Как-то незаметно подкралась вторая киевская весна. А вместе с ней вновь пришла лагерная пора. Учитывая положительный опыт прошлогодней летней учебы, командование Украинского военного округа решило снова организовать для связистов радиополигон. Однако теперь в систему радиообмена включались не только станции киевского и харьковского батальонов, но и средства радиосвязи кавалерийских корпусов, дислоцированных на Правобережной Украине. Таким образом, границы радиополигона значительно расширялись. Они охватывали Умань, Жмеринку, Гайсин, Проскуров, Староконстантинов, Бердичев. Штаб учебного полигона по-прежнему оставался в Чугуевских лагерях. Так как не из всех названных пунктов была возможна прямая связь с Чугуевом, в Киеве создавалась специальная группа с радиостанцией, которая являлась промежуточным звеном.
Я получил назначение в лагерь 17-го стрелкового корпуса, располагавшегося в районе местечка Меджибож, в двадцати километрах к востоку от Проскурова. И снова мне повезло. Корпусом командовал герой гражданской войны Ян Фрицевич Фабрициус. Я много слышал о нем раньше. Теперь мне предстояло встретиться с этим замечательным человеком.
Впервые я увидел Фабрициуса в штабном домике, куда явился доложить о прибытии радиостанции. Из-за простого канцелярского стола, в котором, как мне помнится, даже не было ящиков, навстречу мне поднялся высокий, на вид очень суровый командир. Несколько удлиненное лицо, огромные пышные усы, строгий пронизывающий взгляд.
- С кем будете поддерживать связь? Как понимаете свою основную задачу?
Я немного растерялся. Помню, пробормотал что-то вроде "обеспечивать бесперебойно, круглосуточно". А что еще сказать - не знаю. Ян Фрицевич улыбнулся:
- Да вы не смущайтесь, товарищ Лобанов. Садитесь, давайте поговорим обстоятельно, благо время пока есть.

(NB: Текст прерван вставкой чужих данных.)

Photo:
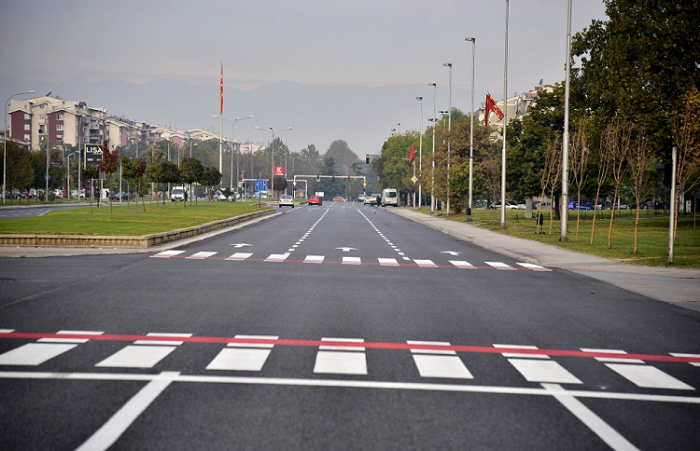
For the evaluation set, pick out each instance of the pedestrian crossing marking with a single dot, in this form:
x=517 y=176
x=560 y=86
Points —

Сказано это было как-то особенно тепло, доброжелательно. Скованность мою, внутреннее напряжение как рукой сняло. Я сидел, рассказывал и никак не мог поверить, что вот так, запросто беседую с этим прославленным человеком. Ян Фрицевич уже более двадцати лет состоял в партии, прошел через царскую каторгу, ссылку, на груди у него сияли четыре ордена Красного Знамени. Фабрициуса интересовало буквально все: хороши или нет радиостанции, имеющиеся в батальоне, в чем их недостатки и достоинства, каковы, на мой взгляд, перспективы развития этого средства связи? Потом, когда я окончательно освоился, он опять вернулся к вопросу о нашей основной задаче.
- Правильно: обеспечивать постоянную и бесперебойную связь... И все-таки, товарищ Лобанов, думается, что главное заключается в другом. - Он поднялся из-за стола, подошел вплотную ко мне. - Анализируйте, накапливайте опыт. Для вас, технического специалиста и командира, это особенно важно. Кто же, как не вы, молодые, поведет армию в будущее? Поэтому всегда смотрите вперед... А сейчас принимайтесь за дело. Развертывайте станцию. Если будут трудности - прямо ко мне.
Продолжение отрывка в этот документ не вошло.